Natascha Ochsenknecht (55) ist durchaus bekannt dafür, dass sie auch vor unangenehmen Themen keinen Halt macht. Stets offen spricht sie ehrlich über sich selbst und andere, postete erst neulich ein aufrechtes Narben-Foto. Nun spricht sie über die dunkelsten Stunden in ihrem Leben und als sie selbstständig dafür kämpfen musste, dass der Peiniger ihres Sohnes im Knast landet.

Natascha Ochsenknecht musste einen schwierigen Weg bestreiten

Wilson Gonzalez Ochsenknecht (30) wurde im Alter von sechs Jahren von einem Freund der Familie missbraucht. Es passierte während Natascha und ihr damaliger Ehemann Uwe (64) in den USA waren. „Das wird auch nie wieder heilen, weil du natürlich anfängst, dir Vorwürfe zu machen“, erklärt Natascha nun im Interview mit Charlotte Würdig bei „jetzt reden vier“. Um den Täter schließlich ins Gefängnis zu bringen, musste Natascha einen schwierigen Weg gehen. 

Nachdem sie von dem Missbrauch ihres eigenen Sohns erfahren hatte, dachte die Mutter von drei Kindern: „Ich muss den Täter ins Gefängnis bringen, was ich ja Gott sei Dank auch geschafft habe, aber auf eigene Recherche.

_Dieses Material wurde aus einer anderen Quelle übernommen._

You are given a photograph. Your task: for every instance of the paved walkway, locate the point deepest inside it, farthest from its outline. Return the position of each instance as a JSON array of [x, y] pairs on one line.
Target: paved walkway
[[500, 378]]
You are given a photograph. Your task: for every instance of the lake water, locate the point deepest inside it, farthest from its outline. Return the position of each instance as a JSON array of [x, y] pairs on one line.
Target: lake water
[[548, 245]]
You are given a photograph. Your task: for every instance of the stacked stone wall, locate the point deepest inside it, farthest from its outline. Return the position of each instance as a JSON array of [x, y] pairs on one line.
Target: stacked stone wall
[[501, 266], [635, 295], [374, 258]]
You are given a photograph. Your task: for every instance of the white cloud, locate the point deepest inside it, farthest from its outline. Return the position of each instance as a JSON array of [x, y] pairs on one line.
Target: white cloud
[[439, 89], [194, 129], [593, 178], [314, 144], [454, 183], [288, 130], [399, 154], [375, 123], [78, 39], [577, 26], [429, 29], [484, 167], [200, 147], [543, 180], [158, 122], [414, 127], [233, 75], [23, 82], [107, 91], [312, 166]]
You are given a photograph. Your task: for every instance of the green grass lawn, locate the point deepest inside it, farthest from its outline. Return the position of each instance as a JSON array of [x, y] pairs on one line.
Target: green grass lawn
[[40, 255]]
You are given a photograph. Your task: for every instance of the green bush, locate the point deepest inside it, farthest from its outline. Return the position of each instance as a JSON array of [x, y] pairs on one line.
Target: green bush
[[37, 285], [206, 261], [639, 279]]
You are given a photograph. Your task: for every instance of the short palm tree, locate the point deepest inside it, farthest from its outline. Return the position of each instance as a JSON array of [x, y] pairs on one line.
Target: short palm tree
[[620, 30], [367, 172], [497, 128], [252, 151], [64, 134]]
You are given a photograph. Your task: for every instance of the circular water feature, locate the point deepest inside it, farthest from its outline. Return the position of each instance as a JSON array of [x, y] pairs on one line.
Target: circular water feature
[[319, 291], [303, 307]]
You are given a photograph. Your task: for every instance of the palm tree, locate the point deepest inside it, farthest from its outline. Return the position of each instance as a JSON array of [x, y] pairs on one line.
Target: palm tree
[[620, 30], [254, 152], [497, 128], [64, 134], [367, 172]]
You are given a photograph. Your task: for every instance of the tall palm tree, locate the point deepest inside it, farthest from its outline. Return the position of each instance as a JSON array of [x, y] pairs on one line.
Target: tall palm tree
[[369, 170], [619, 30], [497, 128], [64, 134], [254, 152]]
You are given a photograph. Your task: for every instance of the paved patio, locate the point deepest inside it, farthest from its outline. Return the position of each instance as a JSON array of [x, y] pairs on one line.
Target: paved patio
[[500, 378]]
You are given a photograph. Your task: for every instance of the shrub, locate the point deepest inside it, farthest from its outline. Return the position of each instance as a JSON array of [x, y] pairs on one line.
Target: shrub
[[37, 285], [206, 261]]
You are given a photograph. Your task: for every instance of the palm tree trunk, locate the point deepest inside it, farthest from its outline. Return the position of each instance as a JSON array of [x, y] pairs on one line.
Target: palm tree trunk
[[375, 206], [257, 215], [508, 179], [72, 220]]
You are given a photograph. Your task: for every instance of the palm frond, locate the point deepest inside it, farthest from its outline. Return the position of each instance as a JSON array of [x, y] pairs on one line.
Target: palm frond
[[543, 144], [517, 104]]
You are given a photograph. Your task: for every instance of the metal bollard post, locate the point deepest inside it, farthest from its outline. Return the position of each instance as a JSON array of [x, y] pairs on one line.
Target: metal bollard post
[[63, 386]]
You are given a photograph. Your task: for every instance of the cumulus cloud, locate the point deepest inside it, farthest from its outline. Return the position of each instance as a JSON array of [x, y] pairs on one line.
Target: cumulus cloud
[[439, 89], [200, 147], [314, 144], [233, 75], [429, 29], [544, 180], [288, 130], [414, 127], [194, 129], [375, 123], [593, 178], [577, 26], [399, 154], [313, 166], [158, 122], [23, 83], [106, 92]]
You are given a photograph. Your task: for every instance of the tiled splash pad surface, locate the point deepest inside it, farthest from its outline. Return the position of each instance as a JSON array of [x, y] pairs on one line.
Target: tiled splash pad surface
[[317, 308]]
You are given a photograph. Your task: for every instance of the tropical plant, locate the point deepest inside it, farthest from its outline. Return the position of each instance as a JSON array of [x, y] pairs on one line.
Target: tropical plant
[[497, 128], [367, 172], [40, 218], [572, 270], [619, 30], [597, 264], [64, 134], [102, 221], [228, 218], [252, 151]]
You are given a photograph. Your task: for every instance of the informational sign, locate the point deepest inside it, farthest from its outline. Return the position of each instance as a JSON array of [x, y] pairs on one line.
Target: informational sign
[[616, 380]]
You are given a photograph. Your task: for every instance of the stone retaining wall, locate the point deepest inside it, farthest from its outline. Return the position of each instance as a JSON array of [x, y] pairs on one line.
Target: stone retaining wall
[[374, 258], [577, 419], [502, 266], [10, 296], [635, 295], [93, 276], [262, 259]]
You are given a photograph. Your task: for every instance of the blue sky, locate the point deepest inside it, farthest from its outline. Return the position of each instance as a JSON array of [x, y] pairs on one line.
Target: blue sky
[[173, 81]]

Die Polizei hat erstmal gar nichts gemacht.“ Sie musste Wilson nicht nur dazu kriegen, die Tat zu gestehen, sondern auch sicherstellen, dass sie den richtigen Mann unter Verdacht hatte: „Ich habe mir Zugang zu seiner Wohnung beschafft.“ Dort erfuhr Natascha auf der Grundlage von Dokumenten, dass der Mann zu dem Zeitpunkt elf Mal vorbestraft und auf Bewährung war.

Natascha Ochsenknecht fordert; „Keine Bewährungsfristen mehr"

Vor den Behörden musste Natascha dann viel Druck aufbauen, wie sie sich erinnert. Denn oft würden die Täter sexueller Übergriffe auf Kinder nur leicht bestraft oder kämen nicht ins Gefängnis. Natascha drohte also damit, die Geschichte in den Medien publik zu machen und schließlich konnte sie den Mann hinter Gittern bringen.

Heute beschäftigt Natascha das Thema noch immer und sie fordert für TäterInnen von sexuellem Missbrauch: „Keine Bewährungsfristen mehr und dass man sagt, es ist ein schweres Verbrechen, kein Vergehen.“ Außerdem wäre eine anschließende Betreuung für die Opfer und ihre Familien notwendig.